Fourth Amendment guarantees against unreasonable searches and seizures are at their strongest in the home. “In terms that apply equally to seizures of property and seizures of persons, the Fourth Amendment has drawn a firm line at the entrance to the house. Absent exigent circumstances, that threshold may not reasonably be crossed without a warrant.” Payton v. New York, 445 U.S. 573, 590, 100 S.Ct. 1371, 1382, 63 L.Ed.2d 639 (1980).

Defendant relies on the sanctity of the home to support his claim that he was illegally arrested in his grandmother’s house when police forced him to accompany them to the station for questioning.

We have already resolved the issue of consent to enter the grandmother’s home in the state’s favor. But consent to enter the home does not end our inquiry since the state concedes police did not have probable cause to make an arrest after they were given consent to enter the home.

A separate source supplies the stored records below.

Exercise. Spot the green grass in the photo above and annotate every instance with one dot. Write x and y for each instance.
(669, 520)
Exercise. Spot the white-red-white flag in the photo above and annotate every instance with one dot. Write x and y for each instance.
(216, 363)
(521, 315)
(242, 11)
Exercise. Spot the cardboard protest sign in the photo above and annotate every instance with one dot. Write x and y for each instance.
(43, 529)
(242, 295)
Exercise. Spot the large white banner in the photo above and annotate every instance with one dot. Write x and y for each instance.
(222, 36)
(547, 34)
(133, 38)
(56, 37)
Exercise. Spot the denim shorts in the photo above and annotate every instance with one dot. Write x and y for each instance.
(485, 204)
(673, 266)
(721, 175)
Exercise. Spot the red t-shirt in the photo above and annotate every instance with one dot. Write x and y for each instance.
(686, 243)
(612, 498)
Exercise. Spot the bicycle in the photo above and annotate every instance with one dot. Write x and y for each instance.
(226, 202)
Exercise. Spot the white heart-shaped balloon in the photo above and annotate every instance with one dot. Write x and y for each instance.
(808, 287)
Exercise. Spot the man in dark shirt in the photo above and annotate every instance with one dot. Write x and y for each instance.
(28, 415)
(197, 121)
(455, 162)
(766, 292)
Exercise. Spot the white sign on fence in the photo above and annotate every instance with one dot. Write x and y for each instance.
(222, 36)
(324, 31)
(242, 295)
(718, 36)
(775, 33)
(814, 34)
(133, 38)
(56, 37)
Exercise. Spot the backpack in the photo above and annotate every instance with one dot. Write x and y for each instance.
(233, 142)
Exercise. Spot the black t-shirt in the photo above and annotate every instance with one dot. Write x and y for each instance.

Instead, the state’s position is that defendant voluntarily accompanied police to the station and an arrest did not occur until after defendant made incriminating statements that gave probable cause to make an arrest.

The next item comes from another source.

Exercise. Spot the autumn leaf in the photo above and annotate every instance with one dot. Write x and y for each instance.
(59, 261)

Thus, properly framed, the issue that must be resolved is whether defendant was illegally seized in his grandmother’s home in violation of the Fourth Amendment or whether defendant voluntarily accompanied police to the district station. Voluntariness is “a question of fact to be determined from the totality of the circumstances.” Schneckloth v. Bustamonte, 412 U.S. 218, 227, 93 S.Ct. 2041, 2047-2048, 36 L.Ed.2d 854 (1973).

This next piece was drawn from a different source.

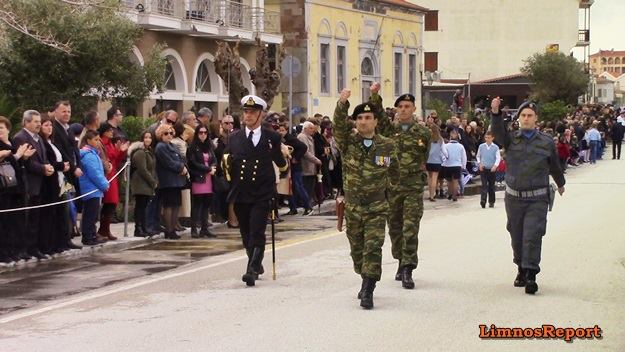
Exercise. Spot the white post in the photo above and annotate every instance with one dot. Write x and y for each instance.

From the record before us, two police officers testified defendant voluntarily accompanied them to the station. Officer Magee testified defendant was free to decline his request to undergo questioning at the station. Defendant was not hand-, cuffed and defendant’s grandmother testified police said her grandson would be returned in 30 minutes. Defendant disputes the officers’ testimony and the grandmother’s testimony on the issue of voluntariness is ambiguous at best.1

From this record, we cannot say the defendant was “seized” at any point prior to police obtaining probable cause to make an arrest through defendant’s own statements. The credibility of the officers’ testimony was for the trial court’s resolution. State v. Blevina, 581 S.W.2d 449, 454 (Mo.App.1979). In any event, we find this is not the type of “seizure” the Supreme Court envisioned in Dunaway which would trigger Fourth Amendment protections. See State v. Reynolds, 619 S.W.2d 741 (Mo.1981).

The judgment is affirmed.

STEPHAN, P.J., and PUDLOWSKI, J., concur.

. The pertinent part of her testimony is as follows: "He (Magee) said, ‘David, get up, put your clothes on, I have to take you out for questioning.” He said, ‘What?’ He had to repeat himself. David said, *We just buried my mother. Couldn’t it wait till morning?’ He (Magee) said No — he says no, and then he told me he’d bring him back in thirty minutes. Didn’t bring him back all night."